Babilin kuleleri gibi kısa sürede dikiliverdiler Kabe'yi kuşatan modern yapılar bir kültürel
işgalin iştahıyla. Kabe ise Osmanlı sonrası İngilizlerce çizilen haritalar gereği uzun süredir
Suud kraliyetince mahzun bir mapusluk altındadır. Yüzyılın karabasanı kültürel emperyalist
şeytan, Kabede de Müslümanları rehin almıştır. Kudüs gibi, Kahire, Şam, Bağdat
gibi...Endülüs toprakları gibi...İstanbul'un ara sokakları gibi hazin günler solunmaktadır
ümmetin tüm coğrafyasında. Şirkin orduları fısktan atlara binmişlerde öyle dolaşmaktadırlar
mahallelerinde müslümanların. Müslüman ise gafil, cahil...yani zelildir. Yetimi çok
dulu münbittir. Fakirlik makus talihi; maddi ve manevi fakirlik. Fakirlik sofrasının
menüsünün ahvali malum;
Namaz, ne kadar da az! Niyet ve samimiyetsiz... Oruç, obezitenin iftar sofrasında! Çokça
tıkınıpta işkembesine eziyet edenlerin geğirtisi yeni bir gökgürültüsü. Gözyaşı yağmurları
nerdesiniz?
Zekat, kıt-kanaat! Atıklar ve artıklar bile umut sofrasına katık!

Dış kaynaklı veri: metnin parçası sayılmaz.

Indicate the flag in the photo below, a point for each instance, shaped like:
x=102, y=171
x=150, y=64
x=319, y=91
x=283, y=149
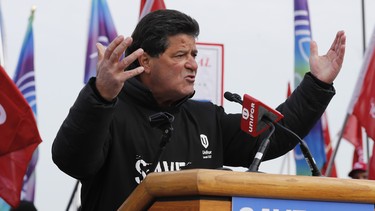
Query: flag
x=19, y=138
x=371, y=173
x=148, y=6
x=362, y=106
x=24, y=79
x=315, y=139
x=3, y=205
x=363, y=100
x=102, y=29
x=353, y=131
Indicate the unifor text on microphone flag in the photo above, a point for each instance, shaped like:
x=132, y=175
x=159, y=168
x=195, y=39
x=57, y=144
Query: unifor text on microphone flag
x=314, y=139
x=102, y=30
x=148, y=6
x=19, y=138
x=24, y=78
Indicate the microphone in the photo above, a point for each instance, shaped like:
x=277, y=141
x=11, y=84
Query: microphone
x=162, y=121
x=258, y=117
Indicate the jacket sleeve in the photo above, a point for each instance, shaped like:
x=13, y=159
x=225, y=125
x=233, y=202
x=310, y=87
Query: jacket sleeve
x=301, y=112
x=82, y=141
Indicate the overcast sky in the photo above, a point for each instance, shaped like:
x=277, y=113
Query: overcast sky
x=258, y=44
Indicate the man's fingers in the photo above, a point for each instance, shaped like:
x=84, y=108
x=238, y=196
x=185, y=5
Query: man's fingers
x=101, y=49
x=120, y=49
x=130, y=58
x=112, y=46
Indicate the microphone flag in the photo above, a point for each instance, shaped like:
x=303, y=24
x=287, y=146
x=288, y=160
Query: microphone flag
x=253, y=112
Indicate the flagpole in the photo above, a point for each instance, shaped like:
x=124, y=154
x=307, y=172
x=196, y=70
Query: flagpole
x=364, y=50
x=332, y=159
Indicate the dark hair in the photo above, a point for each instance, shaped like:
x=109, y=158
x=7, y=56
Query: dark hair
x=25, y=206
x=153, y=30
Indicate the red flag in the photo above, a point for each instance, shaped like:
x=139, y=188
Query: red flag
x=19, y=138
x=327, y=147
x=353, y=131
x=363, y=100
x=148, y=6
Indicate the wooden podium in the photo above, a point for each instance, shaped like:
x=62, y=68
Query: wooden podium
x=203, y=189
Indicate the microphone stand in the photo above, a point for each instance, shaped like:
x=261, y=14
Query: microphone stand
x=162, y=121
x=306, y=153
x=262, y=149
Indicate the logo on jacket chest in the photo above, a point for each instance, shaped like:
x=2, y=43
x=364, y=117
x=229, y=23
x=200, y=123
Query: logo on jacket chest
x=206, y=154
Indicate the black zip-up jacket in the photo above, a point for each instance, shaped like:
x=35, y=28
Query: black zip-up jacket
x=110, y=146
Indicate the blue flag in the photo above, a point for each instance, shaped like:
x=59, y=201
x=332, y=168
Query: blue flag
x=315, y=139
x=101, y=30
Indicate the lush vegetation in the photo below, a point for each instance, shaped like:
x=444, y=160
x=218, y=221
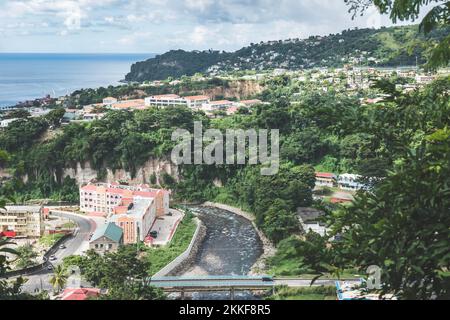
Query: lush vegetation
x=175, y=63
x=438, y=15
x=158, y=258
x=123, y=273
x=11, y=290
x=395, y=46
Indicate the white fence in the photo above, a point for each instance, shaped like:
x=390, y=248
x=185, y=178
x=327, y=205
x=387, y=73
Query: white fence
x=182, y=257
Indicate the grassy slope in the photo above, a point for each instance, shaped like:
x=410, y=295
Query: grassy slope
x=160, y=257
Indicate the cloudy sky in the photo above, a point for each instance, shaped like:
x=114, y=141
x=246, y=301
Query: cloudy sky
x=155, y=26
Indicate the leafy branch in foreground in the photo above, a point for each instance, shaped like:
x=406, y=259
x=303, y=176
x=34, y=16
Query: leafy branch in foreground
x=407, y=10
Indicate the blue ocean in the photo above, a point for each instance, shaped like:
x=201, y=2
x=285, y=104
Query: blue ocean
x=27, y=76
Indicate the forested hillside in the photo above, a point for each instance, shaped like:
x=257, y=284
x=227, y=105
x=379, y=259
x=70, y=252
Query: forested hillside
x=395, y=46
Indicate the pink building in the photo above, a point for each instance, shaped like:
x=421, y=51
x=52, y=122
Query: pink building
x=133, y=208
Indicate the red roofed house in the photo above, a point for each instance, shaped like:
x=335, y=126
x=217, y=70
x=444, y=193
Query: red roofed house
x=79, y=294
x=324, y=179
x=196, y=102
x=132, y=208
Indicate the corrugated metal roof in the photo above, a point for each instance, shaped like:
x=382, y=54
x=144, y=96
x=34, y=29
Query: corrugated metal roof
x=109, y=230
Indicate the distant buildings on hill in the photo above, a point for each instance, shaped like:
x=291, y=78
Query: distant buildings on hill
x=346, y=181
x=21, y=221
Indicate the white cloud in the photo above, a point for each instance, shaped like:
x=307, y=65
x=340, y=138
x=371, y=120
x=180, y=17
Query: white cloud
x=160, y=25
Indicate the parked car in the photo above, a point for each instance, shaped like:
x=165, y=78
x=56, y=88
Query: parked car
x=154, y=234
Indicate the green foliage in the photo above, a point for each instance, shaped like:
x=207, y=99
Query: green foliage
x=401, y=10
x=395, y=46
x=403, y=225
x=123, y=274
x=59, y=278
x=159, y=257
x=26, y=256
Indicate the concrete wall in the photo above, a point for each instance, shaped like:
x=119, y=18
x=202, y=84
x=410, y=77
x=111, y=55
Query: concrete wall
x=185, y=259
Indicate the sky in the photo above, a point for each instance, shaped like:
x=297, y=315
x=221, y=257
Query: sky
x=156, y=26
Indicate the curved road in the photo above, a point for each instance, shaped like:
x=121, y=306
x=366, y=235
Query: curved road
x=75, y=245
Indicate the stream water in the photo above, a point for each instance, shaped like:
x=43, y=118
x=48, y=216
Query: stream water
x=231, y=247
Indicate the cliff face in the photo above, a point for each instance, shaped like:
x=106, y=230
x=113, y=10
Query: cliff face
x=240, y=90
x=85, y=174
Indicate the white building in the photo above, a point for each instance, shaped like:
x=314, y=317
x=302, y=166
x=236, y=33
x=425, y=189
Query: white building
x=196, y=102
x=109, y=101
x=5, y=123
x=350, y=182
x=166, y=100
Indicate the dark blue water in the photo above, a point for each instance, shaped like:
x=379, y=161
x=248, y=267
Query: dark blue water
x=29, y=76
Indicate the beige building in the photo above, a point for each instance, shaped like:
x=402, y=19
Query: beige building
x=22, y=221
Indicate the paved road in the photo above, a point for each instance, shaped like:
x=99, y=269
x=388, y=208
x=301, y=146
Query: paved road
x=74, y=245
x=234, y=281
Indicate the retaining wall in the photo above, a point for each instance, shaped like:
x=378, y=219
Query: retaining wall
x=186, y=258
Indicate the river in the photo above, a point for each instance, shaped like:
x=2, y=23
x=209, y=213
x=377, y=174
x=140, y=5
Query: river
x=231, y=247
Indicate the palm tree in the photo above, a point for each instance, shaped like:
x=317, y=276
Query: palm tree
x=4, y=249
x=59, y=278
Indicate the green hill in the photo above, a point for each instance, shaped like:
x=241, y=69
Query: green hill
x=394, y=46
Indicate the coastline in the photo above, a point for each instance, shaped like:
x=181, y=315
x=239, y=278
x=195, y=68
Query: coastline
x=268, y=247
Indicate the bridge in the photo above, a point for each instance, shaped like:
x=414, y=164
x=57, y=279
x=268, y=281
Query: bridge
x=212, y=283
x=231, y=283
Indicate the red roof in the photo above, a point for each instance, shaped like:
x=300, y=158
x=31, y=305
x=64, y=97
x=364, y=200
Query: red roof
x=145, y=194
x=325, y=175
x=89, y=187
x=194, y=98
x=340, y=200
x=79, y=293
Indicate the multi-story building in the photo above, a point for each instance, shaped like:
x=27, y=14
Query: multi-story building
x=166, y=100
x=109, y=101
x=325, y=179
x=135, y=104
x=350, y=182
x=22, y=221
x=133, y=208
x=196, y=102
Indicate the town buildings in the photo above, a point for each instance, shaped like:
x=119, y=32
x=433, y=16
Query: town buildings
x=350, y=182
x=107, y=238
x=324, y=179
x=132, y=208
x=196, y=102
x=167, y=100
x=22, y=221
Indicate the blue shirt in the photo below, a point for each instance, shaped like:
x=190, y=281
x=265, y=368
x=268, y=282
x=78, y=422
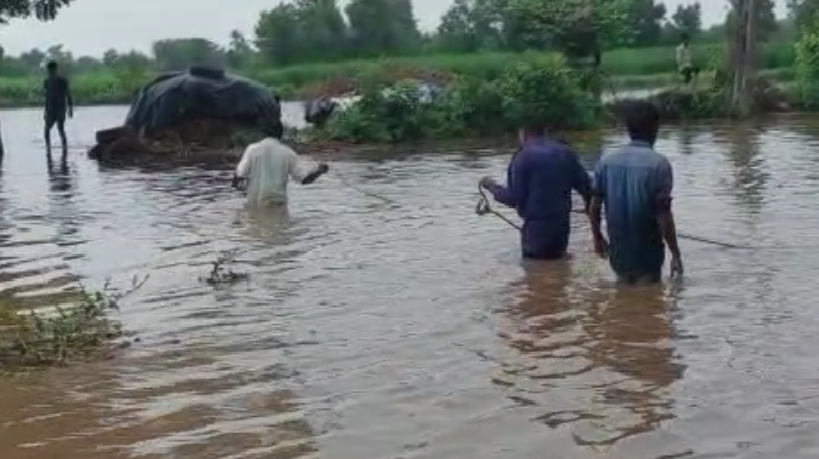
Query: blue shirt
x=540, y=180
x=634, y=181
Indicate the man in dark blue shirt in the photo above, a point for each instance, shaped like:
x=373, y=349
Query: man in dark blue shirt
x=634, y=184
x=58, y=104
x=540, y=180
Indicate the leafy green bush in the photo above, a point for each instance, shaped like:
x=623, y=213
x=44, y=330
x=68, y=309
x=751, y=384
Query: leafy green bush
x=807, y=68
x=544, y=91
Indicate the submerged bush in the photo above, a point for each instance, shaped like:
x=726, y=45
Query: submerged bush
x=807, y=68
x=544, y=91
x=80, y=329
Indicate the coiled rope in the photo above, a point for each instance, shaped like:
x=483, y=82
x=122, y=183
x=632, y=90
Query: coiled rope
x=484, y=208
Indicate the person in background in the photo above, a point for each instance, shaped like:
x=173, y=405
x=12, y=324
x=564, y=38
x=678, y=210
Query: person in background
x=58, y=105
x=633, y=184
x=685, y=64
x=540, y=180
x=267, y=165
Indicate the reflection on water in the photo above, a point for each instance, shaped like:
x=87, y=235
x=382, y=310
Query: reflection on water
x=403, y=325
x=597, y=359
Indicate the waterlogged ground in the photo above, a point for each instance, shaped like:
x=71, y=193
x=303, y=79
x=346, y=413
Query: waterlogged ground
x=374, y=329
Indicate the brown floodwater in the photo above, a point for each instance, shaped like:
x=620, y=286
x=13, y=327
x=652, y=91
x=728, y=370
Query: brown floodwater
x=407, y=327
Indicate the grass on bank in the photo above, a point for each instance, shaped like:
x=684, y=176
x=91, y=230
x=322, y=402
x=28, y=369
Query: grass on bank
x=77, y=329
x=630, y=69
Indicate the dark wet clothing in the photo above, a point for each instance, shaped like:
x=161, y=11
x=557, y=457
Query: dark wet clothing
x=540, y=180
x=635, y=183
x=57, y=99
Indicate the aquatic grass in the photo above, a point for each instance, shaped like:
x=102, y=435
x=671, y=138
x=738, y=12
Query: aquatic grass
x=629, y=68
x=220, y=274
x=77, y=330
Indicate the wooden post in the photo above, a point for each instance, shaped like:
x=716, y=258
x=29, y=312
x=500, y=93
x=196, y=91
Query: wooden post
x=744, y=57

Hac, turizm faaliyeti! Made in china malı seccadeler, digital tesbihler...Çokça da spreyli
esans...Kokuşmuşluğumuzu bastırmak için. Kelime-i şehadet; ilk değil temennide son
söz... Yaşarken söylemeyi unutanlar ölürken dile getirmeyi beklemekteler.